A parachute over the front of the plane was removed to reveal an image that roughly mirrored the nose art of Mac Enman’s Miss Montana. Douglass pointed out that the young woman in the insignia holds a tiny set of Forest Service smokejumper wings.
“As caretakers of this historic plane, it's a serious consideration to change anything about her,” he said. “In fact, if her days of making history were over it would be unthinkable to change her at all. But we don’t believe she’s done making history.

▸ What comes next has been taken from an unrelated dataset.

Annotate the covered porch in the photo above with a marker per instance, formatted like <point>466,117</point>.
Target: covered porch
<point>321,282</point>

And we believe the best way to preserve an airplane and keep it dust- and rust-free is to fly it.
“I think you will agree it’s a perfect fit,” Douglass said. “A name that represents all of Montana, not just Missoula and not just the Museum of Mountain Flying, an historic name that has been battle-tested by a Montana aviator.”
Barbara Komberec said returning the plane to airworthiness and flying her to Normandy in 2019 will honor the 57,000 Montanans who served and the 1,500 who died in World War II, and the thousands of smokejumpers who have served the country as first responders to wildland fires.
"Mac brought honor to our family, to our country and to Montana by his service," she said. "We’re honored that the identity of Miss Montana will live through this historic plane as it goes on an historic mission."
An anonymous benefactor has pledged to match the first $100,000 of donations for the Miss Montana to Normandy project, which Douglass said if matched will bring the group at least halfway to its fundraising goal.
Miss Montana's new nose art has the same font type as the original.
“We want to put that history on this history,” Douglass said, “then fly her to Normandy and make new history.”